Scaled and Inter-token Relation Enhanced Transformer for Sample-restricted Residential NILM
This addresses a specific challenge in NILM for residential energy monitoring, offering an incremental improvement over existing transformer methods for small datasets.
The paper tackles the problem of training transformers on small datasets for Non-Intrusive Load Monitoring (NILM), where standard attention mechanisms over-smooth and prioritize intra-token relationships, reducing performance. The proposed architecture with inter-token relation enhancement and dynamic temperature tuning outperforms the original transformer and state-of-the-art models by 10-15% in F1 score on the REDD dataset.

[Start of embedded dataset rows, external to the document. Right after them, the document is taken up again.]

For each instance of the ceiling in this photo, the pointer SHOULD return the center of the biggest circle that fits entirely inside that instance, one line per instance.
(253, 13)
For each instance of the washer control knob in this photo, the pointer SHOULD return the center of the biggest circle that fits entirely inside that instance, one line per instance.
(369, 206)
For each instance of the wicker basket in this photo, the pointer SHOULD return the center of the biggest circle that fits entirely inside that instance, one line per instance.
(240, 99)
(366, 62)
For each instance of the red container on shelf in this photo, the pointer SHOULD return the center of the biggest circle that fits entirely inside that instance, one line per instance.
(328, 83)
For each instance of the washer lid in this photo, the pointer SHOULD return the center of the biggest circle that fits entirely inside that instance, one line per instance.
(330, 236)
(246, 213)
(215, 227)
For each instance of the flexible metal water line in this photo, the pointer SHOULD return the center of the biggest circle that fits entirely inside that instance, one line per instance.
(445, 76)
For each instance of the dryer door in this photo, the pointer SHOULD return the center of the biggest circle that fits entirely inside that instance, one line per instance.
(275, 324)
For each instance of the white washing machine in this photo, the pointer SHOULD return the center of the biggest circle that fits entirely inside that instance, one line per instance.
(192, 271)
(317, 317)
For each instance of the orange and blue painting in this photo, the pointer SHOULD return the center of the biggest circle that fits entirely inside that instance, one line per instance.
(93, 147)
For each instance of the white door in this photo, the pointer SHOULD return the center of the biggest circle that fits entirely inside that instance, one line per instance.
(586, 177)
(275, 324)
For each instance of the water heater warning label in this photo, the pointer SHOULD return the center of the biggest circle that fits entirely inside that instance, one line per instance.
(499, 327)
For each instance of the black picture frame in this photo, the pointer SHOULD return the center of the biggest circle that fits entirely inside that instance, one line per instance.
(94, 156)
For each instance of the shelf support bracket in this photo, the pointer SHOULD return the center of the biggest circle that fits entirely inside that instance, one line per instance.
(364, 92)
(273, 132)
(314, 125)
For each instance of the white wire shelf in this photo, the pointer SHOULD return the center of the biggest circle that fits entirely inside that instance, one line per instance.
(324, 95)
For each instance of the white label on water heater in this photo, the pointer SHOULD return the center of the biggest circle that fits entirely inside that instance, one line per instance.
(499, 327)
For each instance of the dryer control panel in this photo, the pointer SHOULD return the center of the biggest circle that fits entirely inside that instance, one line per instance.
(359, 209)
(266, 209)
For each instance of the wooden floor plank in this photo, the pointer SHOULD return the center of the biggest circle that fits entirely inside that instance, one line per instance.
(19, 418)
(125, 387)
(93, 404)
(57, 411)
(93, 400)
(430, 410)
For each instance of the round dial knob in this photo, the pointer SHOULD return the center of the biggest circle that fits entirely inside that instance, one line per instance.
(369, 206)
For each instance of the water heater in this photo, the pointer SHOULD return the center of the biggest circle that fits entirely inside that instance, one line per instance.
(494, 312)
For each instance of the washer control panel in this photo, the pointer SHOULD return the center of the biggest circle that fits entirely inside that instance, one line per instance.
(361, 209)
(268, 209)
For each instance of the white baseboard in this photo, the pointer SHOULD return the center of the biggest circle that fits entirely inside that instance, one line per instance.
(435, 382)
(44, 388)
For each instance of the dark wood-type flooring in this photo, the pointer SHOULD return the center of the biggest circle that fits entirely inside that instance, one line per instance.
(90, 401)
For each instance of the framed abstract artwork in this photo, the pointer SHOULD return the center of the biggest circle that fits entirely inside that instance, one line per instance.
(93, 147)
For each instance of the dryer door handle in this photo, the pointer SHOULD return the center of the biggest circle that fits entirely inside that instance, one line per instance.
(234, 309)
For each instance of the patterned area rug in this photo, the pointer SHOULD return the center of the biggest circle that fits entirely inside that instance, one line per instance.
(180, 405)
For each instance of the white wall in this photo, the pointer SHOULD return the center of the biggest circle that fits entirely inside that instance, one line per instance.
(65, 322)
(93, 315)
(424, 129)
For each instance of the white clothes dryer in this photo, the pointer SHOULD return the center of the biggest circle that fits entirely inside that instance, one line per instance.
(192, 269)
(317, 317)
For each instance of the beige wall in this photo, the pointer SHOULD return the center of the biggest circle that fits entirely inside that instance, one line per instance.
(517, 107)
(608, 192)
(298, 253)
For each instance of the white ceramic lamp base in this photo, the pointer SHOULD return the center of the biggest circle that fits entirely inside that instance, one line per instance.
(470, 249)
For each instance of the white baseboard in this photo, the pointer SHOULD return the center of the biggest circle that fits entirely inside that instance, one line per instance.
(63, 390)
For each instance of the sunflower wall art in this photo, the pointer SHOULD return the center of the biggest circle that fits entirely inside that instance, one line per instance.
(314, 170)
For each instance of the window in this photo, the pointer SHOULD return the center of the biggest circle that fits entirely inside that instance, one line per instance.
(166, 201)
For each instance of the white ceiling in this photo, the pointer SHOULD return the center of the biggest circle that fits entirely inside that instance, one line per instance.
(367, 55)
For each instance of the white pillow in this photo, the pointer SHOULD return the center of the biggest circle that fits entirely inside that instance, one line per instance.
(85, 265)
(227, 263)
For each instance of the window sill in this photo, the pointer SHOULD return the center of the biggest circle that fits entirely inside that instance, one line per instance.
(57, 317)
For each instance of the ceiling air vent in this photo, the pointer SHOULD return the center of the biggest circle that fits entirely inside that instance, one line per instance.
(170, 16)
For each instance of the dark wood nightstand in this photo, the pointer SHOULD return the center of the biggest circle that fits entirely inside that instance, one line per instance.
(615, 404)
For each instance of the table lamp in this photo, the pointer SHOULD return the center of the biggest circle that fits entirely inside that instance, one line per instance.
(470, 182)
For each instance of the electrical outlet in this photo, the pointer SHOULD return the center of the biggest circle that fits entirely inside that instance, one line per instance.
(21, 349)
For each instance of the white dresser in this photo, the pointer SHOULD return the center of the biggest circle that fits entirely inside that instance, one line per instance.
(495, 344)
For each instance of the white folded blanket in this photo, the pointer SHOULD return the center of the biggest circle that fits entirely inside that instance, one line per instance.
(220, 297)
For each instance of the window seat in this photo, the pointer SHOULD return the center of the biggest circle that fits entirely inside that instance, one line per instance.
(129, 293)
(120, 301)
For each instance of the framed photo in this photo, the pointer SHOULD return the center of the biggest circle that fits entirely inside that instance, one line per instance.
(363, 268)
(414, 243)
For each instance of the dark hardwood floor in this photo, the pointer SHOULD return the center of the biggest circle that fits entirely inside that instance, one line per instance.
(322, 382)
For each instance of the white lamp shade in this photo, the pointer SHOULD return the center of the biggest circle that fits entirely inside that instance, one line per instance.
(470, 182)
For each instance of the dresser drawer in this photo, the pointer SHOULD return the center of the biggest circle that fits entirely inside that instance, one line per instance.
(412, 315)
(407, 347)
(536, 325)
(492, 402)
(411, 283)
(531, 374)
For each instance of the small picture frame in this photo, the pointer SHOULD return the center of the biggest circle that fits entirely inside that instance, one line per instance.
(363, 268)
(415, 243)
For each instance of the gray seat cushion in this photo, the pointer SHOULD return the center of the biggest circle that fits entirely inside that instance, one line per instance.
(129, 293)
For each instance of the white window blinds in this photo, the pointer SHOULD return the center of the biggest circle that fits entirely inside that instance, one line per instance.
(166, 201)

Transformers have demonstrated exceptional performance across various domains due to their self-attention mechanism, which captures complex relationships in data. However, training on smaller datasets poses challenges, as standard attention mechanisms can over-smooth attention scores and overly prioritize intra-token relationships, reducing the capture of meaningful inter-token dependencies critical for tasks like Non-Intrusive Load Monitoring (NILM). To address this, we propose a novel transformer architecture with two key innovations: inter-token relation enhancement and dynamic temperature tuning. The inter-token relation enhancement mechanism removes diagonal entries in the similarity matrix to improve attention focus on inter-token relations. The dynamic temperature tuning mechanism, a learnable parameter, adapts attention sharpness during training, preventing over-smoothing and enhancing sensitivity to token relationships. We validate our method on the REDD dataset and show that it outperforms the original transformer and state-of-the-art models by 10-15\% in F1 score across various appliance types, demonstrating its efficacy for training on smaller datasets.